Sachiko Kanenobu (aka Japanese: 金延幸子 and かねのぶさちこ), is generally acknowledged as Japan’s first female singer-songwriter.

Discovered as an precocious 18 year old (in Osaka, Japan), Sachiko was signed in 1968 to Japan’s first ever independent record company, URC (Underground Record Club), who changed Japan’s musical landscape irrevocably, in the late 60s and early 70s, with artists including: はっぴいえんど, Folk Crusaders and 遠藤賢司. She was the only female artist, on this era-defining label. The fact that, as a female, Sachiko wrote and sang her songs, made her a rarity in Japan.

A few months before the release of her début album, “Misora” (1972 - aka 金延幸子’s “み空”), Sachiko secretly emigrated, from Japan to America, to marry music critic Paul Williams (Crawdaddy Magazine, Rolling Stone). “Misora” was released in her absence and promptly disappeared, not having an artist to promote it. She did not record again for almost a decade and didn’t release another album until 1992. Instead she settled with Williams in small-town California and raised two sons.
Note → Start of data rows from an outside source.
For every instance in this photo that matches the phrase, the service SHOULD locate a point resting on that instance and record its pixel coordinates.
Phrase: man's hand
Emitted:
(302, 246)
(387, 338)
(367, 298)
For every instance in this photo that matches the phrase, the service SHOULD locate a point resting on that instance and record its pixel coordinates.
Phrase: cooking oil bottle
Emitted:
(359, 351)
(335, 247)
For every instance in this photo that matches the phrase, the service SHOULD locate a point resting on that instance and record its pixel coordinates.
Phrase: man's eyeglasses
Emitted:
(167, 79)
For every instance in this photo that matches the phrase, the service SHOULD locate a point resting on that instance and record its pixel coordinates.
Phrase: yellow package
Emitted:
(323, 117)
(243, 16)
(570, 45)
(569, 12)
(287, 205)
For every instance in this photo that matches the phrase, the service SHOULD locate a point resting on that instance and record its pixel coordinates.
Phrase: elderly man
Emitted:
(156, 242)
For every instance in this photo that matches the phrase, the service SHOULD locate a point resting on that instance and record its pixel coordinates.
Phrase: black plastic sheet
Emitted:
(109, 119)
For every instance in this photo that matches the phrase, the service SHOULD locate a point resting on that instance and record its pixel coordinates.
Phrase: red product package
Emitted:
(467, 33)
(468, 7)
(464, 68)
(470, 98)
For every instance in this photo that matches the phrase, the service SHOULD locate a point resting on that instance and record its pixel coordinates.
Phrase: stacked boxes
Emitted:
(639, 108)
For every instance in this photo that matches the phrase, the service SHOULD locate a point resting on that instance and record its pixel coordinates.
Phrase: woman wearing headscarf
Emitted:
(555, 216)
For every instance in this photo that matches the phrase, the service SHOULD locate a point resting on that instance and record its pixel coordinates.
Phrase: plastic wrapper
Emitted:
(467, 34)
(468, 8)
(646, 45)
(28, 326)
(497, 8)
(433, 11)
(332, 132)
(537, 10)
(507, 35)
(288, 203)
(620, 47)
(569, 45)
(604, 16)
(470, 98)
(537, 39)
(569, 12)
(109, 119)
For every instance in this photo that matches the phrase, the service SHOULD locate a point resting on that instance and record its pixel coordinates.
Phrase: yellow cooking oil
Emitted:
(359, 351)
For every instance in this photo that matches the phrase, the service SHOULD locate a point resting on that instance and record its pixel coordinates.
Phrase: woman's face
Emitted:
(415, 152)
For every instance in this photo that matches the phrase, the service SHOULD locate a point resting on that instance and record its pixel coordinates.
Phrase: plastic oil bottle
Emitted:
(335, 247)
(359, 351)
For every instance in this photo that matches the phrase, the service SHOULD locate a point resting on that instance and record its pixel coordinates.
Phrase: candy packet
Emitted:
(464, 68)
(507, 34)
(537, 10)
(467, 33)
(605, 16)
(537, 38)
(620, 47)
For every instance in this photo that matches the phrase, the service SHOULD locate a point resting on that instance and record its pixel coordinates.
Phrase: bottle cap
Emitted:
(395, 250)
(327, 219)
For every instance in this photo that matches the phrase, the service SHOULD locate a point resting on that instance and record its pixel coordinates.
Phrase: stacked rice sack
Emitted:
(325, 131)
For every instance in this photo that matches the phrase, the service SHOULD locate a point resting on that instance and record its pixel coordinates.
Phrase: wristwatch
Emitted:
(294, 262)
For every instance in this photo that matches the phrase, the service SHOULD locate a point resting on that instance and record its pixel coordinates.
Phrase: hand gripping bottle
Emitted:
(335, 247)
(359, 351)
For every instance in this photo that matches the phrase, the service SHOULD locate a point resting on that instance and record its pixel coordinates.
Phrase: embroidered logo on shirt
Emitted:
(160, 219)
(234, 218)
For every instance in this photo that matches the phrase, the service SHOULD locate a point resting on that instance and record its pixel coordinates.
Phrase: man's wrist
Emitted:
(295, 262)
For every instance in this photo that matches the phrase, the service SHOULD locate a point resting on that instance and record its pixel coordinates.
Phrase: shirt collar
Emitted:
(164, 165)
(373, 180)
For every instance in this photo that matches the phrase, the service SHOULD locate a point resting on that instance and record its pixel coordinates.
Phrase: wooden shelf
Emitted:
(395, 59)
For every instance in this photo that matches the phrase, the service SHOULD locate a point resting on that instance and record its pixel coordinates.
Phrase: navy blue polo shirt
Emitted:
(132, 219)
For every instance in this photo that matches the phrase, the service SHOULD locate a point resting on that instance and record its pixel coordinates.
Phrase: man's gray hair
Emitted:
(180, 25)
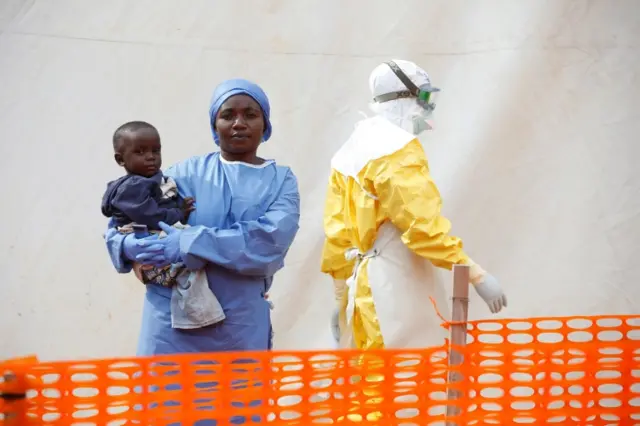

World renowned science fiction author Philip K Dick, a Williams family friend, actually encouraged Sachiko to return to music in the early 80s. He was executive producer for a single recorded in 1981, but sadly died before he could realise his ambition to produce Sachiko’s comeback album. Still, Sachiko was inspired by his encouragement and reinvented herself with gusto as a ‘folk-punk’ singer, forming new band Culture Shock in the mid 80s.